As we ready our first cohort of graduates to complete the Diversity and Global View requirement, I've been thinking about DGV initiatives at the College and the positive influence of having a visiting professor from Vietnam with us this semester. I asked Dr. Sandy Engel, Director of International Education, if I could post the following as a "guest blog" and she agreed. My thanks to Dr. Engel and the many faculty and staff who have made Ms. Khahn's visit such a success. And my thanks to Ms. Khanh for her grace and humor in making all of us better for knowing her.
So Good So Far
A guest blog by Dr. Sandy Engel
It’s easier to say “When in Rome, do as the Romans do,” than it is to do so, but we manage when we travel, and once we get home we know how right Dorothy was:
“There’s no place like home.” These days our home is a destination, a temporary home, for Ms. Nguyen Thi Phuong Khanh, a visiting professor from MVCC’s partner school, Kien Giang Community College in Vietnam’s Mekong Delta. She is here for nine weeks, teaching Vietnamese, helping in ESL classes, and giving presentations to peace studies, health, business, education and culinary classes, among others.
She is bright and she is absolutely charming. What an ambassador.
She’s here to teach and she’s here to learn. She keeps a list of questions and it’s interesting to see our world through her eyes. In Vietnam, classrooms are filled with students with black hair and brown eyes, very different from the local diversity where nobody looks like anybody. She comes from a place where students stand up when the teacher enters the room, a place where student legs are covered even on the hottest days and where there is certainly no classroom cleavage. On one hot sunny day, she said to me, “The students can dress like that?” The students were more undressed than dressed, but yes, I said. When she sees an older person with a limp come into a room, her impulse is to get up and help, even if he is a stranger. She sees none of us even notice him. She took photos of dog obedience classes in Petsmart, and she has decided that the drugstore I go to is similar to a supermarket but without vegetables. Fair enough. She has done the math and has figured out that an $80 dress here takes a smaller proportion of our salary than a similar dress would in Vietnam. Her vocabulary grows hourly and now includes “girly”, “oops”, and—this is Utica—“fish fry”.

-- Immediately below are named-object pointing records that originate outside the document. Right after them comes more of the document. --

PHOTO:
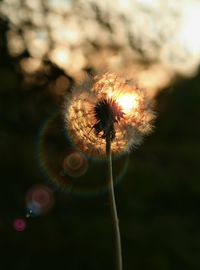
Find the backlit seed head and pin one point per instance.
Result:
(109, 106)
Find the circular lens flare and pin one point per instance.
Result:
(128, 102)
(19, 224)
(39, 199)
(75, 164)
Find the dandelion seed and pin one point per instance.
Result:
(86, 115)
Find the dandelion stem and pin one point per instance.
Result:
(113, 208)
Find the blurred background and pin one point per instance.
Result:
(54, 211)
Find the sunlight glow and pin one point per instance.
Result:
(128, 102)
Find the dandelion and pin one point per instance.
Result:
(87, 110)
(108, 117)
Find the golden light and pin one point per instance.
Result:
(128, 102)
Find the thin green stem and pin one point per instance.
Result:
(113, 208)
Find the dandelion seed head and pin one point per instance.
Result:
(130, 110)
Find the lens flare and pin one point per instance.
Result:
(75, 164)
(39, 199)
(19, 224)
(54, 163)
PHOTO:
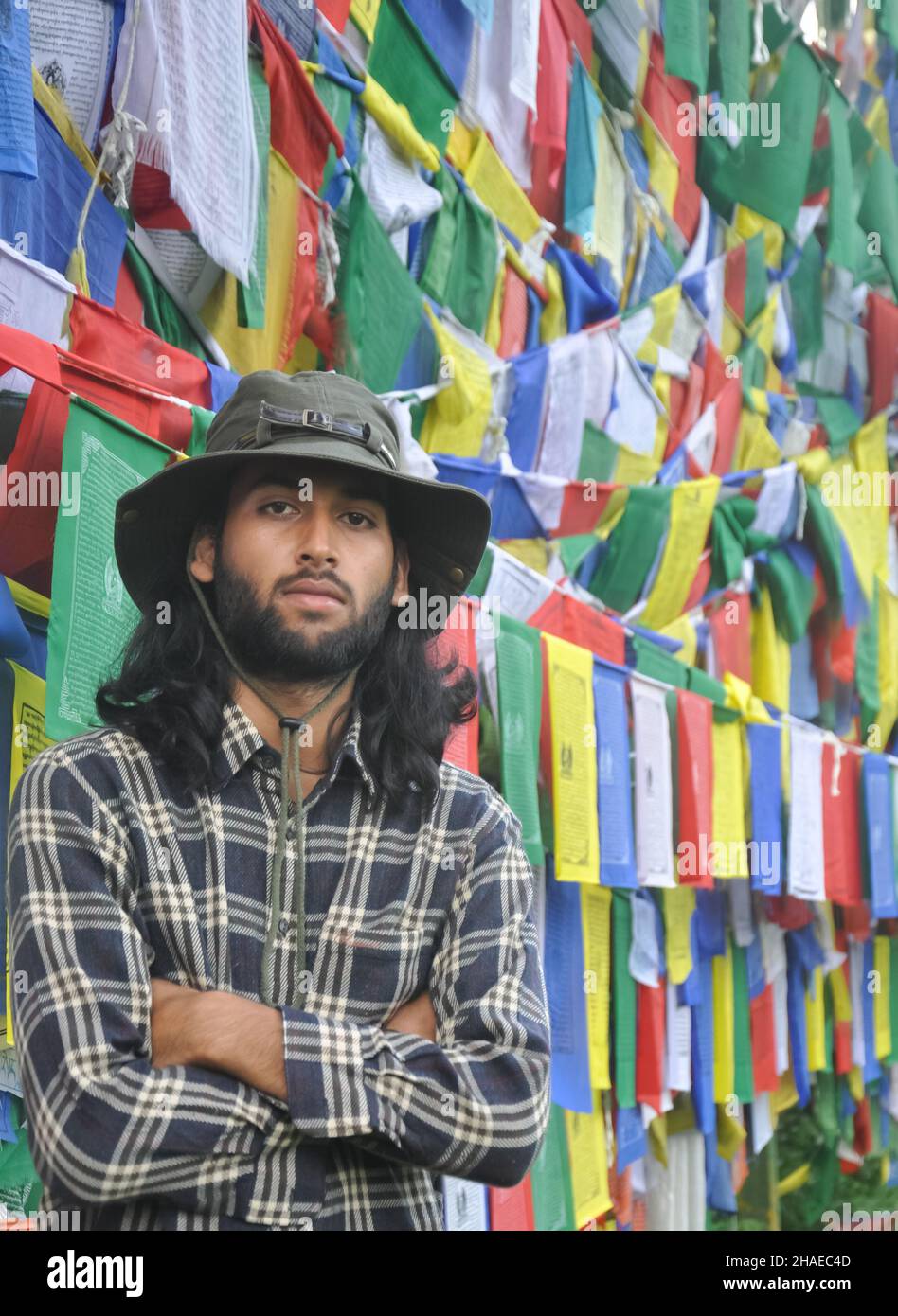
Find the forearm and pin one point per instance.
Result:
(239, 1038)
(472, 1111)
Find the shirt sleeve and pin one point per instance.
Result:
(475, 1103)
(103, 1124)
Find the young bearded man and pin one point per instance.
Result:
(243, 1003)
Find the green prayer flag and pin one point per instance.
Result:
(623, 1001)
(806, 296)
(632, 546)
(843, 203)
(161, 313)
(878, 212)
(404, 63)
(772, 174)
(745, 1074)
(203, 418)
(732, 51)
(20, 1187)
(701, 684)
(519, 675)
(553, 1201)
(380, 299)
(598, 455)
(867, 664)
(92, 614)
(686, 41)
(887, 20)
(461, 263)
(250, 296)
(893, 981)
(840, 421)
(824, 537)
(792, 594)
(656, 662)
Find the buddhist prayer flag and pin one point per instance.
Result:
(573, 762)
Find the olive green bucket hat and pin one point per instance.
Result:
(310, 418)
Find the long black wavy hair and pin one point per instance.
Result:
(174, 681)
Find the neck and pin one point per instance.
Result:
(293, 702)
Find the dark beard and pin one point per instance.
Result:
(266, 648)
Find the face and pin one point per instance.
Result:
(290, 533)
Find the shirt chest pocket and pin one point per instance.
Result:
(367, 975)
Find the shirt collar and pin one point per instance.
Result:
(242, 741)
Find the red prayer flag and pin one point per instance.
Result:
(763, 1041)
(103, 336)
(27, 530)
(841, 837)
(458, 638)
(512, 1208)
(576, 621)
(302, 131)
(731, 631)
(334, 10)
(881, 350)
(649, 1042)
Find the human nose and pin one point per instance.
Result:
(316, 540)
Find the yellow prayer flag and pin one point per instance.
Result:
(611, 185)
(499, 189)
(589, 1163)
(458, 415)
(770, 655)
(691, 506)
(493, 331)
(888, 660)
(635, 468)
(840, 996)
(817, 1049)
(731, 1133)
(746, 223)
(684, 631)
(365, 16)
(725, 1052)
(27, 738)
(739, 697)
(883, 996)
(678, 906)
(595, 916)
(664, 169)
(397, 122)
(267, 347)
(729, 852)
(757, 448)
(573, 761)
(864, 516)
(553, 321)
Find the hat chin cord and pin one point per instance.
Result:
(290, 756)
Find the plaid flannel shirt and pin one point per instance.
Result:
(117, 874)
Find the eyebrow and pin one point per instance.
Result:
(347, 489)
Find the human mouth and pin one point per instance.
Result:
(308, 594)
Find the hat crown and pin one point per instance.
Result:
(310, 404)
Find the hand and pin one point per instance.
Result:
(415, 1016)
(171, 1019)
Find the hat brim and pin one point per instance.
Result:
(446, 526)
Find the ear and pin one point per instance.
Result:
(401, 593)
(203, 560)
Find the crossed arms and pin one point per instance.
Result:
(110, 1123)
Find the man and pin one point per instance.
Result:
(262, 989)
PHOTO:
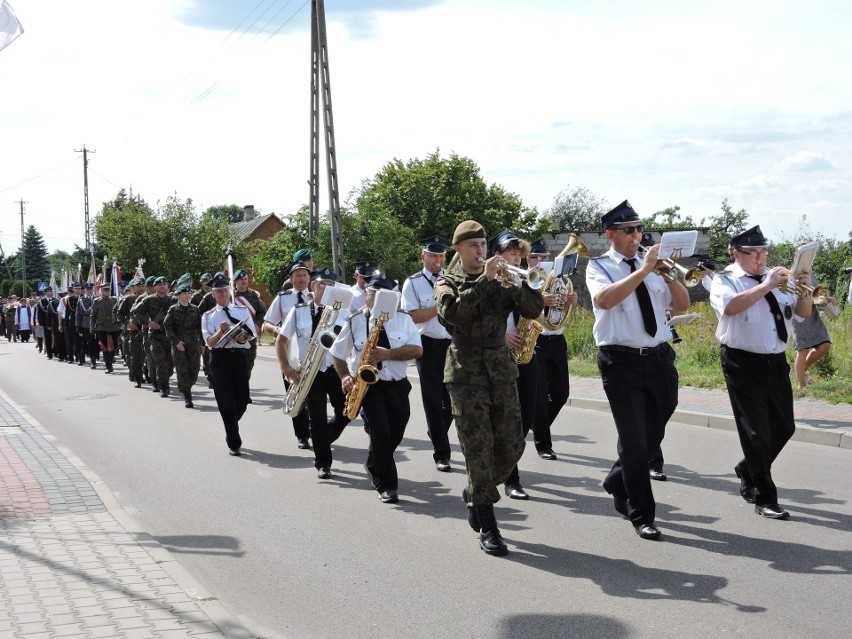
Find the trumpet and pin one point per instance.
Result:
(514, 276)
(670, 268)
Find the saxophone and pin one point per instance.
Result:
(529, 330)
(321, 341)
(366, 374)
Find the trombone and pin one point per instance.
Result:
(691, 276)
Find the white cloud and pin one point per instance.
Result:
(805, 161)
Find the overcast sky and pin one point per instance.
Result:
(661, 102)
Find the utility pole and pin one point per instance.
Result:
(85, 153)
(321, 83)
(23, 252)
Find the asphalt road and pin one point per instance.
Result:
(294, 556)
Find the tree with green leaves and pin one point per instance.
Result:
(431, 196)
(575, 210)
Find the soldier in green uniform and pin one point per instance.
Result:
(151, 311)
(183, 328)
(103, 326)
(480, 372)
(250, 299)
(134, 356)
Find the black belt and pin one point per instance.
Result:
(483, 342)
(645, 350)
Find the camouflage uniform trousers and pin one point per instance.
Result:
(160, 351)
(187, 364)
(488, 420)
(135, 355)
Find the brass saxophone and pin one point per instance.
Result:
(528, 330)
(321, 340)
(366, 374)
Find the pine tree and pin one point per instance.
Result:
(35, 254)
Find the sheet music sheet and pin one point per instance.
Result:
(678, 244)
(804, 259)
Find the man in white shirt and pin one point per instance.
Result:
(755, 321)
(228, 363)
(386, 401)
(635, 359)
(418, 299)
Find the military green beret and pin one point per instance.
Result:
(468, 230)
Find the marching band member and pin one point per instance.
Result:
(386, 401)
(228, 363)
(480, 373)
(634, 357)
(755, 320)
(552, 356)
(418, 299)
(300, 324)
(298, 295)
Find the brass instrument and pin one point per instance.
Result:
(556, 317)
(321, 341)
(528, 330)
(670, 268)
(366, 374)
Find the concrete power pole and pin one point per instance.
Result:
(23, 252)
(85, 153)
(321, 84)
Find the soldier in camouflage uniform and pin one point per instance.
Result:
(480, 373)
(131, 335)
(249, 298)
(151, 311)
(183, 328)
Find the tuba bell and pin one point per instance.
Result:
(556, 317)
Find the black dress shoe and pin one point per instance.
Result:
(648, 531)
(389, 496)
(472, 515)
(516, 491)
(658, 475)
(620, 504)
(746, 488)
(772, 511)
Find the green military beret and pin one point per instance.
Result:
(468, 230)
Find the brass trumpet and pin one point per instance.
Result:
(670, 268)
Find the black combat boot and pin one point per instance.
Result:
(472, 515)
(489, 538)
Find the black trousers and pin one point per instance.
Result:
(642, 394)
(436, 399)
(302, 421)
(387, 408)
(326, 388)
(762, 401)
(528, 380)
(230, 387)
(553, 386)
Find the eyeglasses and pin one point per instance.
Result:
(630, 230)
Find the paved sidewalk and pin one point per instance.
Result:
(817, 422)
(74, 564)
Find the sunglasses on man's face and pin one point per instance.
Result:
(630, 230)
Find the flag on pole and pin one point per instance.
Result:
(10, 26)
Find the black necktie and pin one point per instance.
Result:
(645, 306)
(780, 326)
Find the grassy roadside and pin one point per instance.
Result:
(698, 355)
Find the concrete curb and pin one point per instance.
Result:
(219, 614)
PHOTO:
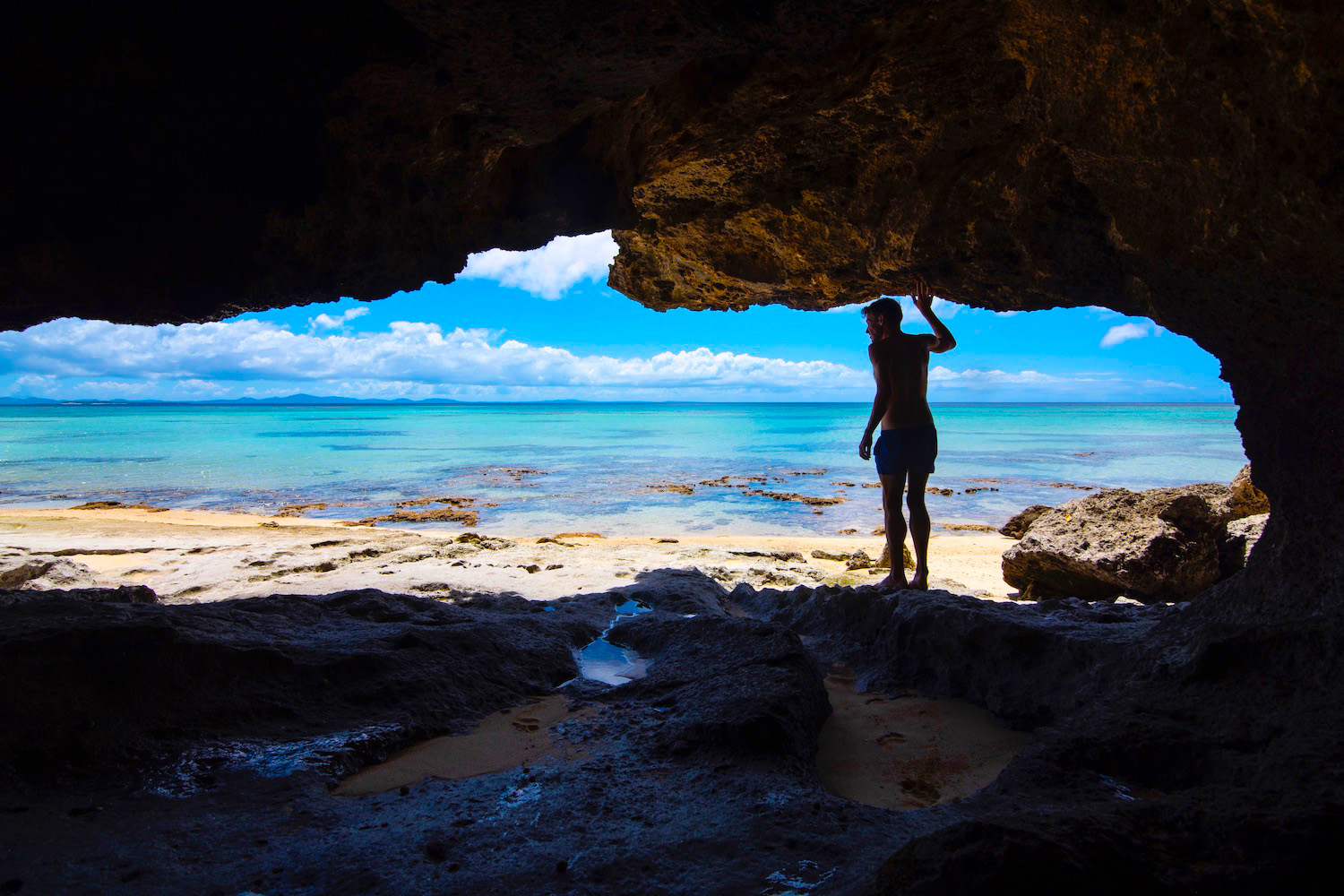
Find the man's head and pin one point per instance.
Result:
(883, 317)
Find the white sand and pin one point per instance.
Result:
(199, 555)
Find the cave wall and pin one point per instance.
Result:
(1176, 160)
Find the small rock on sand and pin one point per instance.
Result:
(1018, 525)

She arrived with three coats, two pairs of gloves, and new suits that are heavier than she would ever wear in the sweltering Mekong Delta. And she is still not always warm.
She’s our second multi-week visitor from KGCC. Last year Mr. Nguyen Duy Khang, the English Department Head, visited. When she and I drove into the MV parking lot for the first time, she said, “I saw the photos and Mr. Khang told me everything, but I could never have imagined this.” I have told her more than once that we are not a rich school or a rich area but that we are in many ways a representative American place and that people are friendly.
She agrees with the friendly part. One thing she wanted to do was learn to sing some American songs, and so some of us are teaching her although we may be hopeless with the Vietnamese song she is trying to teach us. She is learning “Somewhere over the Rainbow,” and someone suggested we show her The Wizard of Oz. I wonder what she might make of the munchkins and the witches. Flying monkeys? In order to develop the relationship between the two schools, she has left her husband, 10 year old daughter and twenty-month-old son for nine weeks. “There’s no place like home”? I’m sure she’d agree. Despite her success, though, phone calls home cannot be easy. Still, she tells me she’s smiling and laughing so much that she’s afraid her face will look different when she goes home.
At the suggestion of Mr. Khang, she brought ao dai, traditional Vietnamese dresses, for several of the faculty and staff. The dress features a tight bodice and loose skirt over long, flowing pants and which the recipients wore to a college wide reception for her. Every celebration in Vietnam features singing, and so we sang, as a group, “New York, New York”, and as we did so, an impromptu, in-the-spirit-of-the-moment chorus line formed around her. Later, fearless at the microphone, she sang a solo.
I have been at MV for more years than I would like to admit, and, aside from the annual student musical, I cannot remember the last time any faculty and staff sang—much less danced.
Her visit is a daily reminder that we are all dots in the matrix, that we have even more in common than we realize we do, and often the unplanned moments are the best. Someone once told me that the more ways you have to look at things, the better off you are. He was right.